認知症ドライバーによる事故が増えています。テレビ等のニュースにおいて、その痛ましい事故を見かけることも多いでしょうし、データにおいても実際に増えています。

警察庁のデータによると、交通事故の死者数は年々減っていて、2012年には4,400人程度になっているにも関わらず、その中での高齢者が占める割合が増えています。

交通事故の死者数及び65歳以上が占める割合の推移

詳しくはのちほど見ていくとして、2017年3月12日に、これらを受けて、道路交通法が改正され施行されました。

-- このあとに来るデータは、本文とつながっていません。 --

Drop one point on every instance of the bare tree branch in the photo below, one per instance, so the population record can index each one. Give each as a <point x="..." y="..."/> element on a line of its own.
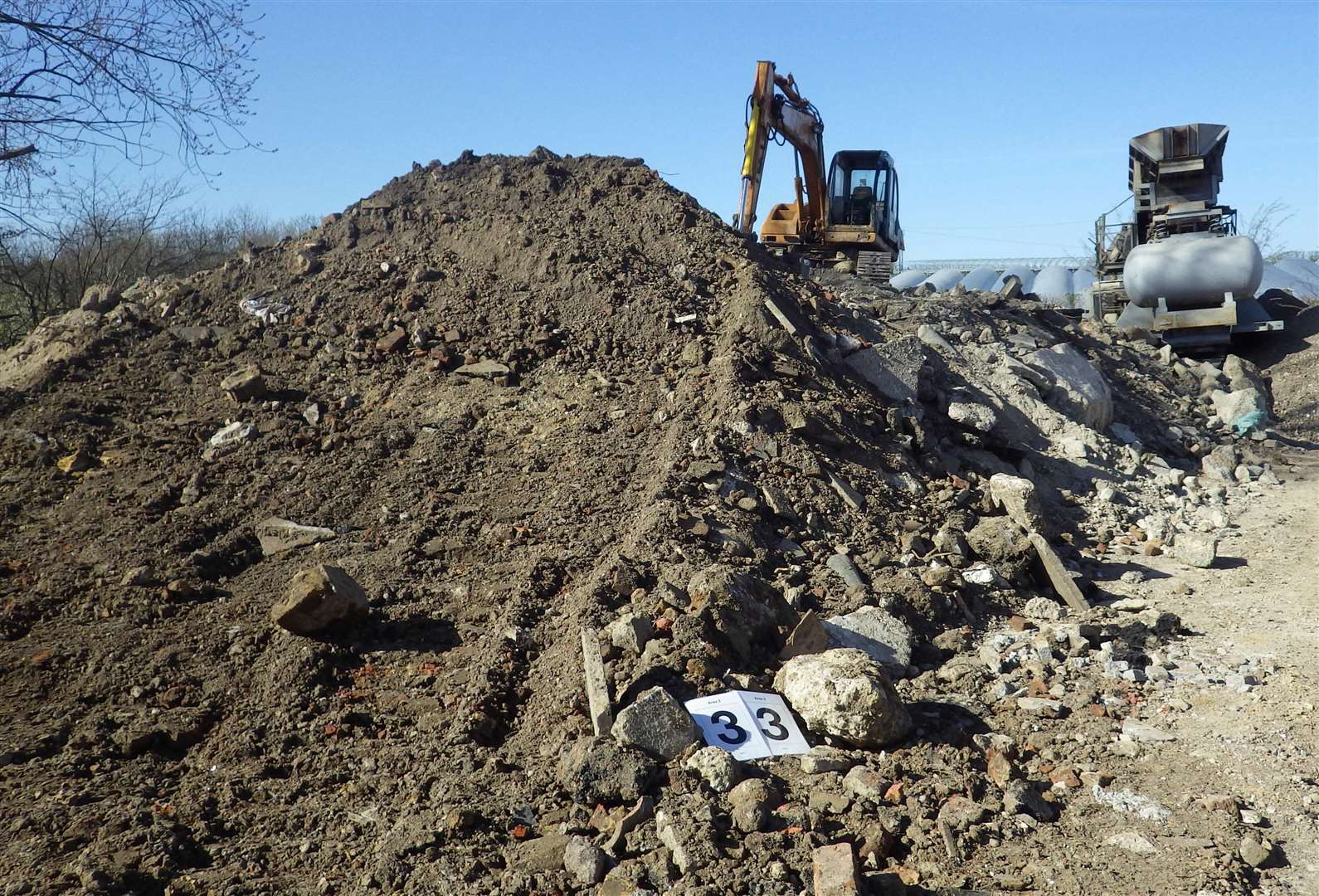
<point x="80" y="74"/>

それとほぼ同時期に、日本医師会が医師向けのガイドラインを発表し、かかりつけ医における認知症検査の手引と、検査だけでなくその後のアフターフォローをどのように行っていくかの目安を公表しました。

75歳以上の高齢者の運転免許更新に際して、これまでは違反時のみだった認知症検査が、通常の更新でも行われることとなりました。これによって新たに認知症検査を受けなければならない高齢者は、4万〜5万人に増える見通しです。

それらの高齢者の認知症を診断するにあたって、かかりつけ医の協力は欠かせません。かかりつけ医は、普段から家族より生活機能などの状況も把握しているため、認知機能や運動機能などを含めた心身機能に加えて、より詳細な診断と指導が可能です。

かかりつけ医の役割が重要

かかりつけ医は、以前より患者が安全に暮らしていけるように見守り、指導を行っていくことが求められています。認知機能の障害が進み、自動車運転に危険が予想される場合、運転をしないように説得していく必要があります。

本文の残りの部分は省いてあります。